As a Jew and a former member of a Zionist youth movement, I understand
the affinity the three writers have for Israel. I can also see why the
blindly murderous attitudes and actions of some in the Palestinian
resistance trigger a powerfully defensive emotional response in the
Jewish community.
But the flaw in their argument is rooted in a confounding of Jewish
identity with the Jewish state. They write of an "artificial distinction
between Israel and Zionism, on one hand, and Jewish identity on the
other."
The modern identification of Jews and Israel emerged largely as a
reaction to the Nazi genocide. Although it may represent the majority
view today, it should be not taken for granted. Historically, it never
has been. It is unlikely to persist.
From its beginnings, political Zionism faced opposition within the
Jewish world. The Zionist identification of a people with a state is
incompatible with the real position of most Jews as freely chosen
citizens of other countries. Long before Roman times, Jews formed widely
dispersed religious, cultural and ethnic groups whose commonality was
not based on geography or politics. Only their spiritual practices were
centred on Palestine.
Some Jews saw in political Zionism a vulgarization of Jewish Messianic
tradition that would debase Jewish moral life. The Russian-Jewish writer
and "spiritual Zionist" Ahad Ha'am, who emigrated to Palestine, was one
of the first to recognize the ethical costs of a project to establish a
Jewish state at the expense of the indigenous Arabs. "If this be the
Messiah coming," he wrote in the first years of the last century, "then
I don't want to see him arrive."
Zionist theory denied the legitimate presence of an emerging, indigenous
nation in Palestine. Zionist practice ensured its dispossession and
exile. "We may be a people without a home," said a disillusioned German
Zionist in 1925, "but alas, there is not a country without a people. . .

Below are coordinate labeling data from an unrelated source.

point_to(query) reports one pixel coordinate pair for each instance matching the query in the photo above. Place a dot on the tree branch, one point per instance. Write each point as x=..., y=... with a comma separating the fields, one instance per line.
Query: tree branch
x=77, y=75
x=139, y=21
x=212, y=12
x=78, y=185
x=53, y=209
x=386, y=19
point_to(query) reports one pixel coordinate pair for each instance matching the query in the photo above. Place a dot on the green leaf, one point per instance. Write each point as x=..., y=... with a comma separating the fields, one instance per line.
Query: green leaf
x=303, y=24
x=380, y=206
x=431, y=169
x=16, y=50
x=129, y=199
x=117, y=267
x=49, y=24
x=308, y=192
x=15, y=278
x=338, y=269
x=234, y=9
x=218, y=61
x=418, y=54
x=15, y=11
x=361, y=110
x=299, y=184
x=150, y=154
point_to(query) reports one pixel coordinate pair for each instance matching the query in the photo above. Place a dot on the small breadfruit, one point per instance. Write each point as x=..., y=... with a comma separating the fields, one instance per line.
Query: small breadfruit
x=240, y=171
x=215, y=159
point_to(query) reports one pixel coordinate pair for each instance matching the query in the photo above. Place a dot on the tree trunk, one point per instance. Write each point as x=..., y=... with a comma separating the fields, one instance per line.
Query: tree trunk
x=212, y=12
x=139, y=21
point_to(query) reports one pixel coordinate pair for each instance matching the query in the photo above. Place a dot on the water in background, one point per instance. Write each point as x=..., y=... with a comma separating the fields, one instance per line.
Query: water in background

. Palestine has an existing population of 700,000, a people who have
lived there for centuries and rightfully consider the country as their
fatherland and homeland."
Ahad Ha'am's dark prophecy of an anti-Messianic future has been fully
realized. My medical friend and colleague Philip Berger would be
appalled if he saw with his own eyes, as I have, the disastrous
humanitarian and health consequences of a policy that grants settlers
from New York six times as much fresh water per capita as native
Palestinians.
Human-rights lawyer Clayton Ruby would be outraged to witness the
proceedings of military courts where tortured Arabs are accused,
convicted and sentenced without the right to know the evidence against
them.
Unionist Jeff Rose would be shocked at policies that de facto make
Palestinian labour groups illegal, exposing their organizers to the
threat of incarceration.
It owes nothing to anti-Semitism that Israel is the subject of more
critical scrutiny than are the neighbouring Arab autarchies,
dictatorships and pseudo-democracies. No one mistakes the true nature of
those regimes. No credible voices are raised in their defence, nor do
the abhorrent Palestinian suicide bombings have any serious apologists.

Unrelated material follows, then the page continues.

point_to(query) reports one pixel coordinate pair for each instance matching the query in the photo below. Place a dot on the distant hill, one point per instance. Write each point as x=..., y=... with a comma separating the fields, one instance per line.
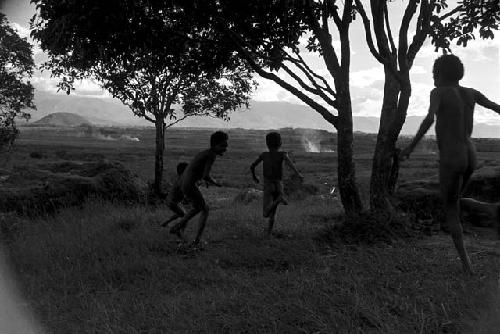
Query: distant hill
x=260, y=115
x=62, y=119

Only Israel's relentless and ultimately self-destructive expansionism,
militarism and state violence find many supporters.

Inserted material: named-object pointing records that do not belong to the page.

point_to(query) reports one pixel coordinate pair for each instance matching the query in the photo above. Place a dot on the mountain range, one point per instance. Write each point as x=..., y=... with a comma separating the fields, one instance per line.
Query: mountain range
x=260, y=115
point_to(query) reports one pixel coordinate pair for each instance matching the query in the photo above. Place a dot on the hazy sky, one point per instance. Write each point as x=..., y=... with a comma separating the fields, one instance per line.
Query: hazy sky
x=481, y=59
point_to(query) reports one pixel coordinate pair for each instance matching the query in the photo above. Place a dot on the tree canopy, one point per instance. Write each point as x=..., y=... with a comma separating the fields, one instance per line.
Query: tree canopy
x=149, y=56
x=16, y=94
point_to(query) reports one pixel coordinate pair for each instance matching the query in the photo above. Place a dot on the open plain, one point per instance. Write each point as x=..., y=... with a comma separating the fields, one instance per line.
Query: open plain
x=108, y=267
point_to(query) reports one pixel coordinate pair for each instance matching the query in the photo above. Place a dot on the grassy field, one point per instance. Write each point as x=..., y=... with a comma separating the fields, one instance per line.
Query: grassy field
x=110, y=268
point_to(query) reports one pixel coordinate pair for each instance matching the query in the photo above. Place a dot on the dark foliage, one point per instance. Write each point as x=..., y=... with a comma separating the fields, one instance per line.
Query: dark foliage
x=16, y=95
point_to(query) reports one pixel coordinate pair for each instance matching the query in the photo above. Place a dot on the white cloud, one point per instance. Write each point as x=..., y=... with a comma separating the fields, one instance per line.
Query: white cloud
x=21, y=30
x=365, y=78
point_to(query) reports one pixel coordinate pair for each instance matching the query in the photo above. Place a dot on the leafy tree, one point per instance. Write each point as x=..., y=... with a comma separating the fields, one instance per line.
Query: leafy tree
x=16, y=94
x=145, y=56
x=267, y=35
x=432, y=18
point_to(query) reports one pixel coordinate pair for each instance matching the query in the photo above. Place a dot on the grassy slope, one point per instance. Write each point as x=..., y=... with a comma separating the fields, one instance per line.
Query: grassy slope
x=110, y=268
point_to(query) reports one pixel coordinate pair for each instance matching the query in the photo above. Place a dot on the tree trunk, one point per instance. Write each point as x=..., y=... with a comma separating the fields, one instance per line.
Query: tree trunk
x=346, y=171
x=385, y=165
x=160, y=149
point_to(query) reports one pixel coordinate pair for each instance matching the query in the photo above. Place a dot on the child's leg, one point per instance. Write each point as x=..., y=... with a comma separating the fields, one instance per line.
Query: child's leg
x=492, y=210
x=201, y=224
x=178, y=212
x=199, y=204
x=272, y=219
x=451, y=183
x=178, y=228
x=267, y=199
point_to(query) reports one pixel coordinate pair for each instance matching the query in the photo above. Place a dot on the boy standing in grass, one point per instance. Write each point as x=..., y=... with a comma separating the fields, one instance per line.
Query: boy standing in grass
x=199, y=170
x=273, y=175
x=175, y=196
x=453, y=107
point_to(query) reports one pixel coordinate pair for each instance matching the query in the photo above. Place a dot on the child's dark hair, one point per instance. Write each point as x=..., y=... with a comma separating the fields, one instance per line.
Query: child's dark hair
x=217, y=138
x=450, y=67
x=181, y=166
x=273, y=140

The Palestinians continue to be disenfranchised, dispossessed and
humiliated. Mr. Rose, Dr. Berger and Mr. Ruby, were they to drop their
self-generated fear of leftist anti-Semitism, would be inspired by the
words of the Israeli officer who chose this week to join dozens of his
comrades in jail rather than serve in an army of brutal occupation: "I
will do my time in a visible prison for a few months for refusing to
enlist in Israel's academy for prison guards: the IDF, Israel's 'Defense
Forces' which have been imprisoning an entire people for 35 years."